The renewable energy opening

The summit’s renewable energy agenda offers India a second, equally compelling opening. Africa accounts for nearly 60 per cent of global renewable energy potential, and yet solar power contributes only approximately 3 per cent of the continent’s total electricity generation today. The gap between potential and reality is vast — and it is precisely the kind of gap that India has demonstrated, through its own transformation over the past decade, the capacity to close.

India’s International Solar Alliance, of which over 30 African nations are founding or partner members, gives New Delhi an institutional foundation for clean energy cooperation that predates and surpasses that of virtually any competing power. India’s journey from negligible solar capacity to one of the world’s largest installed bases within a single decade is the model African policymakers are actively seeking to replicate. Nairobi is the room in which that conversation will take place. India’s absence from it would be not merely a missed opportunity but a strategic failure of imagination.

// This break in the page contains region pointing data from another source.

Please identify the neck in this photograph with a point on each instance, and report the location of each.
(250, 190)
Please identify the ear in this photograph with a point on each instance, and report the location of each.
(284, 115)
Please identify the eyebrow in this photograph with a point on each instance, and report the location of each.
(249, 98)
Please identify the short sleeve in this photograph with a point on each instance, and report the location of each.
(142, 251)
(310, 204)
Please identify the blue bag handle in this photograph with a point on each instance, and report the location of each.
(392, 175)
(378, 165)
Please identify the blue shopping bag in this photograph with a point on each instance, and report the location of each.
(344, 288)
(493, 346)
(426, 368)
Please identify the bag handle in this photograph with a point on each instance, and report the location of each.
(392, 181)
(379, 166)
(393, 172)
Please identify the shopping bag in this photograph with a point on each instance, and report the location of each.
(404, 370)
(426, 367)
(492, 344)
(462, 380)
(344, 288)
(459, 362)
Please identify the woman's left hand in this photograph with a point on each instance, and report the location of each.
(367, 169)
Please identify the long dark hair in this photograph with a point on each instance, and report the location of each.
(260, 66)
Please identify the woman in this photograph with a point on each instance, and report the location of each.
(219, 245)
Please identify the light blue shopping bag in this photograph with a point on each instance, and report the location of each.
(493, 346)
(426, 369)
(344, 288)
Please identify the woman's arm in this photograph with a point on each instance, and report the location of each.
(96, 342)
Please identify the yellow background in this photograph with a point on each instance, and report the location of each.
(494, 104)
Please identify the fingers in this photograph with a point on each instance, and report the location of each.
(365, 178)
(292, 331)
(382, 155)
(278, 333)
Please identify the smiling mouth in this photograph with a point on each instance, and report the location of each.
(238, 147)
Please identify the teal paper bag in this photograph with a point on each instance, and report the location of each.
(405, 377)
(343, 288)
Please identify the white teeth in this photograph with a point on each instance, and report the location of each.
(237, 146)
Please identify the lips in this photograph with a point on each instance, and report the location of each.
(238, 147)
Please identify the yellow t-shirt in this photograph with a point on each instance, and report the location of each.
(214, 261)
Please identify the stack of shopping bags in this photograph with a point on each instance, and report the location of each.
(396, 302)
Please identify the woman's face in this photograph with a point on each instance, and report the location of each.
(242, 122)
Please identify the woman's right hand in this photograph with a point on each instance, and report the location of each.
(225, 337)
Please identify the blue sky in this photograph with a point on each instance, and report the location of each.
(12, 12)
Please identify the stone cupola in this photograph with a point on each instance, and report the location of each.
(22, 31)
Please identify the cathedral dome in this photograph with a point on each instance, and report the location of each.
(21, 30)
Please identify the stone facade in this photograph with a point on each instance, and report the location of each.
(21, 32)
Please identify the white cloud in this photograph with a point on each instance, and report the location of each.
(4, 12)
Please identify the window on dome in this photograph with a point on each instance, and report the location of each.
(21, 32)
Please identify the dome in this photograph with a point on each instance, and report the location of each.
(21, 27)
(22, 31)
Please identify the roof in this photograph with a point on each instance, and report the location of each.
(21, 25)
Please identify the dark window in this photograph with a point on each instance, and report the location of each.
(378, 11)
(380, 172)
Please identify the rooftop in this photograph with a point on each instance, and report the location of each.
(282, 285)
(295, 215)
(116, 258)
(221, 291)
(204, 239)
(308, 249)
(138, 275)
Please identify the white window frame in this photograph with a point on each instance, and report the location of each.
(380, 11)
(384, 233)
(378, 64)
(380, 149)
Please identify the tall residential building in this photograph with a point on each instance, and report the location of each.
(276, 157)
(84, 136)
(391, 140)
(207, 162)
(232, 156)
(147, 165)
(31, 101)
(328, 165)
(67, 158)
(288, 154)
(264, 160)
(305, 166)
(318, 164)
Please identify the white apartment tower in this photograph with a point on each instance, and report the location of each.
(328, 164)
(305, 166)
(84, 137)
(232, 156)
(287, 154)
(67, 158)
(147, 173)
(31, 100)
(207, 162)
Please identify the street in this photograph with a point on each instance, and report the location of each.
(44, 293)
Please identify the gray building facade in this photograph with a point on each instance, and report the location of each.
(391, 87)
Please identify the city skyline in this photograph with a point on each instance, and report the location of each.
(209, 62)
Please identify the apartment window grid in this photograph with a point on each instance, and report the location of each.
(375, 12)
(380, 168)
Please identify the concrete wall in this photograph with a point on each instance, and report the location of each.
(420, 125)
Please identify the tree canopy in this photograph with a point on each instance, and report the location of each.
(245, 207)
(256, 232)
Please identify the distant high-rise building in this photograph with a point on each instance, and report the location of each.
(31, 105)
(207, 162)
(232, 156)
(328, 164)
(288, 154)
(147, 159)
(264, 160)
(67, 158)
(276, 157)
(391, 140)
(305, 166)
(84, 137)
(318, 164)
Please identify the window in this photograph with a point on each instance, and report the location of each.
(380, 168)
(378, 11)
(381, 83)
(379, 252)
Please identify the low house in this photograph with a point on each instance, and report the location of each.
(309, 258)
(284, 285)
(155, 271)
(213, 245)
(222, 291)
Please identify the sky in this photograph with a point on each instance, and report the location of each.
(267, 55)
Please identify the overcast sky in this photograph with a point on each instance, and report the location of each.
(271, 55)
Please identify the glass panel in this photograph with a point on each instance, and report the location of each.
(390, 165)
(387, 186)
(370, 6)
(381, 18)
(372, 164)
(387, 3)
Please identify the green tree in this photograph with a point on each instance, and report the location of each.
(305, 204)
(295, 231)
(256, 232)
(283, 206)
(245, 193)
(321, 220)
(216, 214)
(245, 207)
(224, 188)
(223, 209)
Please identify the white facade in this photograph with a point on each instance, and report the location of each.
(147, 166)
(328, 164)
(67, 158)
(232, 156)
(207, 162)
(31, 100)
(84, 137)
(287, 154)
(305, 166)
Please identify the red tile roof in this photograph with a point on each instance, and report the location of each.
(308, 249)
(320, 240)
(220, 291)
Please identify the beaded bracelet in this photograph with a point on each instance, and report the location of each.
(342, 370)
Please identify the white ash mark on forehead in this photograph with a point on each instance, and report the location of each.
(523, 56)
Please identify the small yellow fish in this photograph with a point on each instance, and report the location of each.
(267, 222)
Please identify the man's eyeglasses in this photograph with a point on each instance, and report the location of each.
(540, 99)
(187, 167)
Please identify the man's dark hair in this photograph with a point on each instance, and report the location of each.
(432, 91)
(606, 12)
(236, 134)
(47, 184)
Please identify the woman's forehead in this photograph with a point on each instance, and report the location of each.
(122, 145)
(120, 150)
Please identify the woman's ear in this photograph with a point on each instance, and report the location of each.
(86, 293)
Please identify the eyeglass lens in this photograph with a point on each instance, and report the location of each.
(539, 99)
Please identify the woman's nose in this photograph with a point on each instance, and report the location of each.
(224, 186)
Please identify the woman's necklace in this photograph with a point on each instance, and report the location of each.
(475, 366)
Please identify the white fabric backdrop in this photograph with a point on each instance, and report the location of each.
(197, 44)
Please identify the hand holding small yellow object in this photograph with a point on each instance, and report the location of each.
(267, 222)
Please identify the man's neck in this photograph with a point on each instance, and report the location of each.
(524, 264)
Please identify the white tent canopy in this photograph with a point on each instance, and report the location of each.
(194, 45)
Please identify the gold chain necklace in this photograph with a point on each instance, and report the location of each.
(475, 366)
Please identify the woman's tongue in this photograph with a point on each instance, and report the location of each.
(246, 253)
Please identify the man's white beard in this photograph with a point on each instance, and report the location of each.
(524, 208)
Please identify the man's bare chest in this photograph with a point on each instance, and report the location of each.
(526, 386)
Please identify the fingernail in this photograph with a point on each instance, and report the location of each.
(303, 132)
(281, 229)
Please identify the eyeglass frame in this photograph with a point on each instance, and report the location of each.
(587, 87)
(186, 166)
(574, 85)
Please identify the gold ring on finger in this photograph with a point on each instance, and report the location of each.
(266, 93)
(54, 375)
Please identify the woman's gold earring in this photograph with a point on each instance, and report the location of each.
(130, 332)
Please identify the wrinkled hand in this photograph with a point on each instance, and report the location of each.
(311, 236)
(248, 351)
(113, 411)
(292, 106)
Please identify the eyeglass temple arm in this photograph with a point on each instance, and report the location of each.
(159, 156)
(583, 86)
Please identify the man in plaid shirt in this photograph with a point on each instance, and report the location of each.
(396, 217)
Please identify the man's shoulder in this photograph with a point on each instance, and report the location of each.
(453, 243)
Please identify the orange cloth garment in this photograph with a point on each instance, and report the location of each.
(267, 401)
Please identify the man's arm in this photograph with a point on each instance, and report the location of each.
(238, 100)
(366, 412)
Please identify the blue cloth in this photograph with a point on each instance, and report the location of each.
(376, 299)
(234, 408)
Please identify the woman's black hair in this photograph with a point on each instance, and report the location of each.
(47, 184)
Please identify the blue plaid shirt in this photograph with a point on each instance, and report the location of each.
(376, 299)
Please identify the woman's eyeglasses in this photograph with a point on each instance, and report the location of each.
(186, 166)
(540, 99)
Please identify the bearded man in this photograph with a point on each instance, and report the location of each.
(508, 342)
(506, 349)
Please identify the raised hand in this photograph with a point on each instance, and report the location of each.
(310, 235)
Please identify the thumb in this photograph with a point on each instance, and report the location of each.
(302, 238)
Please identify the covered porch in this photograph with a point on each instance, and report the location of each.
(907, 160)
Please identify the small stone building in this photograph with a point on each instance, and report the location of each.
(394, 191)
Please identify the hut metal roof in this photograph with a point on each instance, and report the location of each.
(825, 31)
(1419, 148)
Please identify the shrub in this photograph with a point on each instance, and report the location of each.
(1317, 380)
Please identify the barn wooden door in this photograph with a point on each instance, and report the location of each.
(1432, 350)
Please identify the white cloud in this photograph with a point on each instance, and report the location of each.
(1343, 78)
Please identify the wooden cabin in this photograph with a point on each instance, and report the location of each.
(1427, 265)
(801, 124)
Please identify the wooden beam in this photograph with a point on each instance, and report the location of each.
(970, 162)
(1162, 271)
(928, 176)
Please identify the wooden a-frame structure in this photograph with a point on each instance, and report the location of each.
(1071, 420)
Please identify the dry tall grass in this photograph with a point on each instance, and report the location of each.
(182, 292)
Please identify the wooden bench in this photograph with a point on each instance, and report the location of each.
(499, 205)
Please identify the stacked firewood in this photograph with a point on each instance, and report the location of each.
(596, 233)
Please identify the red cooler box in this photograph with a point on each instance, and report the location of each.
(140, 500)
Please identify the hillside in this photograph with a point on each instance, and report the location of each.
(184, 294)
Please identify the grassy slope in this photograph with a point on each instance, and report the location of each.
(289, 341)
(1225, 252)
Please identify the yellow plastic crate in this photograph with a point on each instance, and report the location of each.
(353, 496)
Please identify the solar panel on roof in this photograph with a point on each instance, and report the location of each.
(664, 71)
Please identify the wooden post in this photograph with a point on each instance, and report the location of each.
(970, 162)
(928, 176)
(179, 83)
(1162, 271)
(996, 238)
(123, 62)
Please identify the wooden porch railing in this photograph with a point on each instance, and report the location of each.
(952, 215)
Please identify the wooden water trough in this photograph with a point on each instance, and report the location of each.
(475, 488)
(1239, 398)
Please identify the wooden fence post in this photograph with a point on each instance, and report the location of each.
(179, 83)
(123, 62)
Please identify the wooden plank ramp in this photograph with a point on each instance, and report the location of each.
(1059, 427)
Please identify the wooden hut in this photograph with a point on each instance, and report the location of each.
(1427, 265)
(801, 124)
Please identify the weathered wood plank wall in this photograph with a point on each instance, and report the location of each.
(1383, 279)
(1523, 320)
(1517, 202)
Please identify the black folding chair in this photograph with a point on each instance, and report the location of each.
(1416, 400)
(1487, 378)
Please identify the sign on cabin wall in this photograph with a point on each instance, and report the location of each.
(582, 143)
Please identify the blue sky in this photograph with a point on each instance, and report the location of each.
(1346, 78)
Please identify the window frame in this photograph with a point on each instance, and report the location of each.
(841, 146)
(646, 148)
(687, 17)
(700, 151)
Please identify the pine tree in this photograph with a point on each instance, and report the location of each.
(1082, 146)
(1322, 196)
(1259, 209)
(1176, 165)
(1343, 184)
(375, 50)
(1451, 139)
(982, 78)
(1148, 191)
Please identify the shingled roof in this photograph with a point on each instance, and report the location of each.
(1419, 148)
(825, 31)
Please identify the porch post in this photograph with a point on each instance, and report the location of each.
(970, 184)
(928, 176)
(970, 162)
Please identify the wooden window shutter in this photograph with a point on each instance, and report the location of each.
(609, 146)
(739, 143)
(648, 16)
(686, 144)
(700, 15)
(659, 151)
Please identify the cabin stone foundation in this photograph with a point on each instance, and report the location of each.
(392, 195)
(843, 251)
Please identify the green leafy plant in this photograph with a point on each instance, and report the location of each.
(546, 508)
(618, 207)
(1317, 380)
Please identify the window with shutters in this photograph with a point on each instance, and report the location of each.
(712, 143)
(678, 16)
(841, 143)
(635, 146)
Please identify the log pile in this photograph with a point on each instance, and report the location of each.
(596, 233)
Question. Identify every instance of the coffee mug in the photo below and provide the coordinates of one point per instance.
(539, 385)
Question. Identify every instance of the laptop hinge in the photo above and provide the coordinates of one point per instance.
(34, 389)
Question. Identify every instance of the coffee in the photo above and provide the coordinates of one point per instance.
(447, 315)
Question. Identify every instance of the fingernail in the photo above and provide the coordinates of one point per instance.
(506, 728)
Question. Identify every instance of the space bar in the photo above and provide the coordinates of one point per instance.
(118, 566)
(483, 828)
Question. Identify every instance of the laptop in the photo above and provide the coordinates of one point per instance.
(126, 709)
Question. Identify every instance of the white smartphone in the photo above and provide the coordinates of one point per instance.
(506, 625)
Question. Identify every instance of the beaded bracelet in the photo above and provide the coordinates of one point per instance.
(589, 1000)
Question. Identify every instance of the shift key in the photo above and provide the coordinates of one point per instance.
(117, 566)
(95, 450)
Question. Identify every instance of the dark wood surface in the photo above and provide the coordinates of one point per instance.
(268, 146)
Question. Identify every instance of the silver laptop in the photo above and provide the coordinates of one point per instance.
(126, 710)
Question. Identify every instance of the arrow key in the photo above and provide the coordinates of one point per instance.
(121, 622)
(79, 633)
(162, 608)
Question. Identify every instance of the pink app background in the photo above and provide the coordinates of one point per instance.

A moment that will not repeat

The broader geopolitical context amplifies the urgency. The United States is recalibrating its global commitments. China is consolidating its African presence with characteristic patience and capital. Europe, unsettled by domestic pressures and the ongoing consequences of conflict in its neighbourhood, is seeking new partnerships built on more equitable terms — which is precisely the impulse behind France’s decision to host this summit in an Anglophone African capital for the first time.

India, uniquely positioned as a democratic power, a leader of the Global South, a technological innovator, and Africa’s long-standing development partner, has the credentials to occupy a central place in this emerging order. But credentials alone do not confer influence. Presence does.

The Africa Forward Summit is not a gathering that India can engage with retrospectively through statements and communiqus. Its value lies in the room — in the bilateral conversations on the sidelines, the partnerships forged between sessions, the signal sent to fifty-five African nations that India regards their continent’s transformation as its own strategic priority.

Prime Minister Modi has been invited. The agenda aligns with India’s strengths. The stakes could scarcely be higher. The only question that remains is whether New Delhi will choose to answer the call or allow this particular chapter of Africa’s future to be written without it.